Personality Prediction Project using ML

Last Updated : 29 Aug, 2025

Myers-Briggs Type Indicator (MBTI) is used to predict personality type based on answers to a MBTI-style survey. The MBTI framework classifies personalities into 16 distinct types based on four dimensions involving how people perceive the world and make decisions. Let's make a machine learning model which will:

  • Learns from a dataset of social media posts labeled with MBTI types.
  • The textual data is converted into numerical features using TF-IDF vectorization, capturing the importance of words.
  • It combines text features with simulated or collected questionnaire answers representing preferences in social behavior, information processing, decision making, work style and values.
  • A Random Forest classifier is trained on this hybrid data to predict the personality type accurately.

Step-by-Step Implementation

Let's build our prediction model step by step and use it to predict our personality type:

Step 1: Install dependencies

We will install the required packages,

Python
!pip install sentence-transformers chromadb joblib numpy pandas

Step 2: Import Libraries and Load Data

We will import the required libraries for our model and load the MBTI dataset which contains user posts and their MBTI labels

  • pandas: Used for data manipulation and loading CSV files.
  • LabelEncoder: Converts MBTI personality type labels (strings) into numeric codes for classification.
  • train_test_split: Splits dataset into training and testing subsets.
  • TfidfVectorizer: Converts user text data (posts) into numerical vectors using TF-IDF vectorization.

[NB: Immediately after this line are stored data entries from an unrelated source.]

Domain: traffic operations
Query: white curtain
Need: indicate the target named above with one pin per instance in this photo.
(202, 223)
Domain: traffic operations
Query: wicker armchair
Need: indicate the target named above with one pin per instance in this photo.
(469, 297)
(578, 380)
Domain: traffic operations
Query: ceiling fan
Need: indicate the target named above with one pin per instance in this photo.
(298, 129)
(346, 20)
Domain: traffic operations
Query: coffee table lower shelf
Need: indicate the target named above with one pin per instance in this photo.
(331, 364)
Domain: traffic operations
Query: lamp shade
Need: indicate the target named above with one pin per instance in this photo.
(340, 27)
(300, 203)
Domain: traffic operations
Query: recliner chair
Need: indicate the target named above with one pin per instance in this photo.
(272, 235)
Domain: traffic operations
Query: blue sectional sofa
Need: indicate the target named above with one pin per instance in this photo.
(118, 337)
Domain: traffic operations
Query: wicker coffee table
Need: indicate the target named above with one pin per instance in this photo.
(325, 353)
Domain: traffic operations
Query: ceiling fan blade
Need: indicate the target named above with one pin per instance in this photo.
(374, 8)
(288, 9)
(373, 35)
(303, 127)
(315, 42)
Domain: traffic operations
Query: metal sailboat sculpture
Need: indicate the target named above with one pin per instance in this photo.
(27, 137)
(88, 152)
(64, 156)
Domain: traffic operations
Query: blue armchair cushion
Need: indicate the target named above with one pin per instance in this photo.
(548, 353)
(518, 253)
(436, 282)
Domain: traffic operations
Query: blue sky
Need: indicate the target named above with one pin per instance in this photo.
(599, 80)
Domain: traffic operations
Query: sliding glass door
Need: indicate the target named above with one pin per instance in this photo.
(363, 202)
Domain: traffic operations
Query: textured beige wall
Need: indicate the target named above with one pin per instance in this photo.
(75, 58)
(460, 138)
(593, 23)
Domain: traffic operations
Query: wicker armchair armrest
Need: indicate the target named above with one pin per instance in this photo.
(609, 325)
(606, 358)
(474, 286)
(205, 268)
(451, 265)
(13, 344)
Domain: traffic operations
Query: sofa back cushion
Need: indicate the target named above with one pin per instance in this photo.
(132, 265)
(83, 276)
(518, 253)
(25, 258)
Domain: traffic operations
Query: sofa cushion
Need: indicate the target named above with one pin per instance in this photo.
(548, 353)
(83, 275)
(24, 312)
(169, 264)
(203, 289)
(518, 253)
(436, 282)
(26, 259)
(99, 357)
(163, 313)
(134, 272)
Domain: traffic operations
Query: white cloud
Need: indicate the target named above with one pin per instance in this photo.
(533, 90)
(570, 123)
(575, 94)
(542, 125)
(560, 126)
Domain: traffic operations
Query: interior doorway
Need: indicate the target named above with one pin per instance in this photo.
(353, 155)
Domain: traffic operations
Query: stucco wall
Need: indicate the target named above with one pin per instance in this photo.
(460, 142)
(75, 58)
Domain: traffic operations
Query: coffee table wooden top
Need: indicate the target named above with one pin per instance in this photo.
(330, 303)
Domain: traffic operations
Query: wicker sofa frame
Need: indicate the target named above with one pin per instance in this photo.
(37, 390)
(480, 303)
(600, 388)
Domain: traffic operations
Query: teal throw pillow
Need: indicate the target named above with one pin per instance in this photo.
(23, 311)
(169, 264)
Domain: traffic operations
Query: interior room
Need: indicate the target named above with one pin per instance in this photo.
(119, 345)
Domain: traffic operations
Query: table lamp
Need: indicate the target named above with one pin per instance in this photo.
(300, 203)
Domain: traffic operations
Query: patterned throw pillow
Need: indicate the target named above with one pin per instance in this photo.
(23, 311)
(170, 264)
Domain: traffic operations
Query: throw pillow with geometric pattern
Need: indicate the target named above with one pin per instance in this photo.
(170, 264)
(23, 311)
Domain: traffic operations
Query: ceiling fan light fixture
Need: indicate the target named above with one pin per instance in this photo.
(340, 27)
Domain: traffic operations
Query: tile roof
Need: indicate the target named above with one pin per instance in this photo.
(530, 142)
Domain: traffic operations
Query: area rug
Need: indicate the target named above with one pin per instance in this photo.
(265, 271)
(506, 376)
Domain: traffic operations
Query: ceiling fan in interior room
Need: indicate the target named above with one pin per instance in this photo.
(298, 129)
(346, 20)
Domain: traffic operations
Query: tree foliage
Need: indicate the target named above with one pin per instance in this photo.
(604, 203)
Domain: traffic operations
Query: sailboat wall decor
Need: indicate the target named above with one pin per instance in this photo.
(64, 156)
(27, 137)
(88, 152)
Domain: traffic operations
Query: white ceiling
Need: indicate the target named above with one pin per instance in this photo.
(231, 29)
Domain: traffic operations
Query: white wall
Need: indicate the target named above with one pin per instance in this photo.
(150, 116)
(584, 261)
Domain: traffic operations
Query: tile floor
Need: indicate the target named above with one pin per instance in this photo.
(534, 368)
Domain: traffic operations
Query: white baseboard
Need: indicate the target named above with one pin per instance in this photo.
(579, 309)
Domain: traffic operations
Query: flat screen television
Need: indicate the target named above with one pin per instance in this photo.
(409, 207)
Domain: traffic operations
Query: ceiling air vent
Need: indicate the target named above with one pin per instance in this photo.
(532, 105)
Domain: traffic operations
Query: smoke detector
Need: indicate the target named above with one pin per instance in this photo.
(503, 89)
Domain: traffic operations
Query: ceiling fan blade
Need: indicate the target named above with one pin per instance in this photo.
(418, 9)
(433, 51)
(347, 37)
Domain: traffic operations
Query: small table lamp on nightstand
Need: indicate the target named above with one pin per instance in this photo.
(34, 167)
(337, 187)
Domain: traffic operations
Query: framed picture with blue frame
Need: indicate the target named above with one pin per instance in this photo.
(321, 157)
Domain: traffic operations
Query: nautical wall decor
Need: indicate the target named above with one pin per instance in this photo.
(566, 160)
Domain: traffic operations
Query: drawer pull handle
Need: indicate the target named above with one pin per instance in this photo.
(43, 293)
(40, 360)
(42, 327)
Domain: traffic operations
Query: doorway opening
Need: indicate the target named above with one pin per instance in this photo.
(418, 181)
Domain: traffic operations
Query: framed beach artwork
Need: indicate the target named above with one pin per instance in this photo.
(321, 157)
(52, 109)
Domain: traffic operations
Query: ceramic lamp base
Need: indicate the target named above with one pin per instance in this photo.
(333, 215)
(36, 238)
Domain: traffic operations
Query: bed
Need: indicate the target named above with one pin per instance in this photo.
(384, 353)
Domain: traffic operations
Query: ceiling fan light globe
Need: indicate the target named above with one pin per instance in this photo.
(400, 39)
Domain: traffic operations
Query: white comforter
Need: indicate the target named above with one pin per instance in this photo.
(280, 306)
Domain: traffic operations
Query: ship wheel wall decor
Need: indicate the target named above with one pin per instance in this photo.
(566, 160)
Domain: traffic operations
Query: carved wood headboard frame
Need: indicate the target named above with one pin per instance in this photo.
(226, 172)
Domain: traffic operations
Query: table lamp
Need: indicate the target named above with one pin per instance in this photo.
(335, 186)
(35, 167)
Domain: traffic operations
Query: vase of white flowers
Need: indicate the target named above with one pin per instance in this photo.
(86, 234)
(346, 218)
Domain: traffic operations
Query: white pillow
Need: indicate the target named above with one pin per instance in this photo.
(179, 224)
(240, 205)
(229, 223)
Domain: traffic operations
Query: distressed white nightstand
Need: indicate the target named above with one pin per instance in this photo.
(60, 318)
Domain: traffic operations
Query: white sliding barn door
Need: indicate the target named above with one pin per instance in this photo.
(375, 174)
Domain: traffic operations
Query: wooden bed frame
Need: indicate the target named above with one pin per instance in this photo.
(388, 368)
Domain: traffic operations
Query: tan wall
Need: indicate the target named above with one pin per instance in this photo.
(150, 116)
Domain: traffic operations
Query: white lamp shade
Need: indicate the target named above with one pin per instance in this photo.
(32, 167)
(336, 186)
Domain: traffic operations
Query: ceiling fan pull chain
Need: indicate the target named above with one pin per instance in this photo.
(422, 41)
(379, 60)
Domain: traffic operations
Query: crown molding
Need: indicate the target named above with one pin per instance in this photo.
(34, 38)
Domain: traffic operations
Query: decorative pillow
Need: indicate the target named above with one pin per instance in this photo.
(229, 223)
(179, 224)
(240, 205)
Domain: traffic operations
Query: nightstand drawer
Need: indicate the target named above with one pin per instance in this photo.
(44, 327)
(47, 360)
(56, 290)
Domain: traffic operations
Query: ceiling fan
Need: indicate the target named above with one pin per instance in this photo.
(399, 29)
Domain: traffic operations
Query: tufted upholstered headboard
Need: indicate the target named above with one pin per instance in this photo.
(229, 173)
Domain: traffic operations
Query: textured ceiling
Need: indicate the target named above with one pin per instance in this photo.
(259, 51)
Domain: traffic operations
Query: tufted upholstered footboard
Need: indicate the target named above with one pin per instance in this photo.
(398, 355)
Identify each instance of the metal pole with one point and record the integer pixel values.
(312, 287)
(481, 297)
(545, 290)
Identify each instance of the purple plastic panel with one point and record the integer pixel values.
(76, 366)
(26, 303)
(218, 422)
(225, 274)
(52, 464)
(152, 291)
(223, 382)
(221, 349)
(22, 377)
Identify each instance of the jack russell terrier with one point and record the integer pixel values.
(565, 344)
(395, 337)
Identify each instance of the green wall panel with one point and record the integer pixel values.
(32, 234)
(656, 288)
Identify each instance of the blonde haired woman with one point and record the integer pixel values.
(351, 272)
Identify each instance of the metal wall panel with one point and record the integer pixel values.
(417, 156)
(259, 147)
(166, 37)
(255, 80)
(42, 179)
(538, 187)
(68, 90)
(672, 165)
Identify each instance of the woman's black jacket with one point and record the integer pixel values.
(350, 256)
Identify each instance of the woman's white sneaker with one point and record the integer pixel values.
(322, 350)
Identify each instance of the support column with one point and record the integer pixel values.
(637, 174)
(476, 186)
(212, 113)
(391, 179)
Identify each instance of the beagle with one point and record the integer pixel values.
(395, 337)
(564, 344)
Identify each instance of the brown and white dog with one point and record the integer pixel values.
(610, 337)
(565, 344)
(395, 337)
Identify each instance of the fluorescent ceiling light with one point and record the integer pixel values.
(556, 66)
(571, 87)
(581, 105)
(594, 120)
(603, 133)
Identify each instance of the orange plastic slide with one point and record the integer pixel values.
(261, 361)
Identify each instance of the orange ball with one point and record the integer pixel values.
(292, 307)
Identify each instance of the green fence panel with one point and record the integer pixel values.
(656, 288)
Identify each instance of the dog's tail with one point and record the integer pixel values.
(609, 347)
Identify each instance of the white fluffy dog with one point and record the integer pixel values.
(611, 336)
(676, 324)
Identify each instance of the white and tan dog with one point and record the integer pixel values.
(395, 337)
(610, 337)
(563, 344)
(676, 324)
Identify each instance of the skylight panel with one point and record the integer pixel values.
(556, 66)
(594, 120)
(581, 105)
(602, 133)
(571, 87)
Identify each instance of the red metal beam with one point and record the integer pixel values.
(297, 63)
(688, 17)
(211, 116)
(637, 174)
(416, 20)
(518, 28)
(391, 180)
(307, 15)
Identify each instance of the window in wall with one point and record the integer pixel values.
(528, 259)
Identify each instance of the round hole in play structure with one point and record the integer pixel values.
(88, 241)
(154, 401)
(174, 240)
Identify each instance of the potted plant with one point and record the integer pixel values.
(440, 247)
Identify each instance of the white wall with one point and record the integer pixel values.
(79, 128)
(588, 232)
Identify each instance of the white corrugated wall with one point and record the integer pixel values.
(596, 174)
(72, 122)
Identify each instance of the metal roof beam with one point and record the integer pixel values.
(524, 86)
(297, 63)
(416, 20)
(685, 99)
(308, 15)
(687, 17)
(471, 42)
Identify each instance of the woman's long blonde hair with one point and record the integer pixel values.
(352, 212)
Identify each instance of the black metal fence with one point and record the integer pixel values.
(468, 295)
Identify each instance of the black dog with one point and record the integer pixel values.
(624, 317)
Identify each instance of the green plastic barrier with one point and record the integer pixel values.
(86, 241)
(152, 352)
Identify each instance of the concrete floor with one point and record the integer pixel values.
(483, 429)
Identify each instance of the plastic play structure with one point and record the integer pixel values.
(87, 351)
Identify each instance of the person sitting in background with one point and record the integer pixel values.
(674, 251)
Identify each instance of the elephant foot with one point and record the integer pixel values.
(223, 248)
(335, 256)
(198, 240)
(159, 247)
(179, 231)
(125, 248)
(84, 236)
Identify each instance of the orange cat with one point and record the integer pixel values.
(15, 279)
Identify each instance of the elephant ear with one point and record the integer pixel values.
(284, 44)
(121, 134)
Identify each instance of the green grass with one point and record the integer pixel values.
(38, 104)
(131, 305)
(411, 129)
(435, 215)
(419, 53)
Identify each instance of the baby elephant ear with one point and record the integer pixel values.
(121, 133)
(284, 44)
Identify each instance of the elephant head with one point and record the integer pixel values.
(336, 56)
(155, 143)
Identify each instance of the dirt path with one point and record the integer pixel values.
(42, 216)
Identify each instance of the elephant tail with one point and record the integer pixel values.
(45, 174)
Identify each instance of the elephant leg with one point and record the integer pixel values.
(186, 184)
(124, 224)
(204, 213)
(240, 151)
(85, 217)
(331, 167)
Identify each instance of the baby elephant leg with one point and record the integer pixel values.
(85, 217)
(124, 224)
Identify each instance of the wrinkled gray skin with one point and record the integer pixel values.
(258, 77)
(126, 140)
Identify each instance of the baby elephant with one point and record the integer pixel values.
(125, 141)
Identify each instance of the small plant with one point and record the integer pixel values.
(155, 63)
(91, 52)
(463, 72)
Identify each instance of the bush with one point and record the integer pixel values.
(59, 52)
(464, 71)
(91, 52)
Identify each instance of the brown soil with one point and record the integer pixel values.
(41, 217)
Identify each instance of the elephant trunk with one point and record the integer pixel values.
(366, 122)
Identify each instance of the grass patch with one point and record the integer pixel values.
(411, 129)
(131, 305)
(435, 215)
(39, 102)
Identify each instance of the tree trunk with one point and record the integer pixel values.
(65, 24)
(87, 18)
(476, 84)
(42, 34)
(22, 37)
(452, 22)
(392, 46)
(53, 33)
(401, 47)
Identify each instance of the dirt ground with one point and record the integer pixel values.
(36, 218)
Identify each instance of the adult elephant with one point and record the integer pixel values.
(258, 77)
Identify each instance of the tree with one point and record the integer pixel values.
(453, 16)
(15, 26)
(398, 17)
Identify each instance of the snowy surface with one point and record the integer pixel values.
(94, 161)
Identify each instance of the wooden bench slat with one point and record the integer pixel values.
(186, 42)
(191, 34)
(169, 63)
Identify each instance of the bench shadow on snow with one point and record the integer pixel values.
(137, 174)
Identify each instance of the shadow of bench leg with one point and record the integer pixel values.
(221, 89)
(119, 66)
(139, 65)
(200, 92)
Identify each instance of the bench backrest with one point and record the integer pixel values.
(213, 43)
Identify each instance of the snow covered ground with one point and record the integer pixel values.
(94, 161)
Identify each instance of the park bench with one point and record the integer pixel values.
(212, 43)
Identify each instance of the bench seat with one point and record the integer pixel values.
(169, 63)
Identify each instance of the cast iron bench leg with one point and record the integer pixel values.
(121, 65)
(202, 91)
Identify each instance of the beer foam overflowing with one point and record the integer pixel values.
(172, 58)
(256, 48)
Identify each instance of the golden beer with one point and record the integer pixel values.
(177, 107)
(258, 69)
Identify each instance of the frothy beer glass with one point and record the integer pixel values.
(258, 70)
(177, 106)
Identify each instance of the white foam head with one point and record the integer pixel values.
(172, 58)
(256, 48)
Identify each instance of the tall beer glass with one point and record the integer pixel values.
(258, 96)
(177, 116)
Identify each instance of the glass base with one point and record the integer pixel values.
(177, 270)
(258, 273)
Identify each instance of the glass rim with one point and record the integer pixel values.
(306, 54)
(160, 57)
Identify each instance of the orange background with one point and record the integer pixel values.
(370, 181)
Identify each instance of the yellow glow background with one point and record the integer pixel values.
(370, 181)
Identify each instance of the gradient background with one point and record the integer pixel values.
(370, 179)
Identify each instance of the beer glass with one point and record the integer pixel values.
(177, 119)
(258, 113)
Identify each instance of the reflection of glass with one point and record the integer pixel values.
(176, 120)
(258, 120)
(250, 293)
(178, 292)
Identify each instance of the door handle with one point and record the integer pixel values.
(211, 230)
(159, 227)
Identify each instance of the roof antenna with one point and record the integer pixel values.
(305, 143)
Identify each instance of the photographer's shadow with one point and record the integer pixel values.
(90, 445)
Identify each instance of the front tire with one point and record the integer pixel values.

The MTBI dataset can be download from here.

Python
import pandas as pd
import numpy as np
from sklearn.preprocessing import LabelEncoder
from sklearn.model_selection import train_test_split
from sklearn.feature_extraction.text import TfidfVectorizer
import scipy

data = pd.read_csv('mbti_1.csv')

Step 3: Encode Personality Labels and Split Dataset

We will encode the labels and also split the dataset for training and testing,

  • Label Encoder transforms MBTI labels into integers (e.g., 'INFP' -> 6).
  • Separates posts (X_text) and label codes (y).
  • Split: 80% training data, 20% testing to evaluate model generalization.
Python
le = LabelEncoder()
data['type_code'] = le.fit_transform(data['type'])

X_text = data['posts']
y = data['type_code']
X_train_text, X_test_text, y_train, y_test = train_test_split(
    X_text, y, test_size=0.2, random_state=42)

Step 4: TF-IDF Vectorization of Text Data

Now we:

  • Converts raw text posts into sparse matrices of TF-IDF features.
  • Limits to top 3000 frequent words for tractability.
  • Removes common English stop words to reduce noise.
Python
vectorizer = TfidfVectorizer(max_features=3000, stop_words='english')
X_train_tfidf = vectorizer.fit_transform(X_train_text)
X_test_tfidf = vectorizer.transform(X_test_text)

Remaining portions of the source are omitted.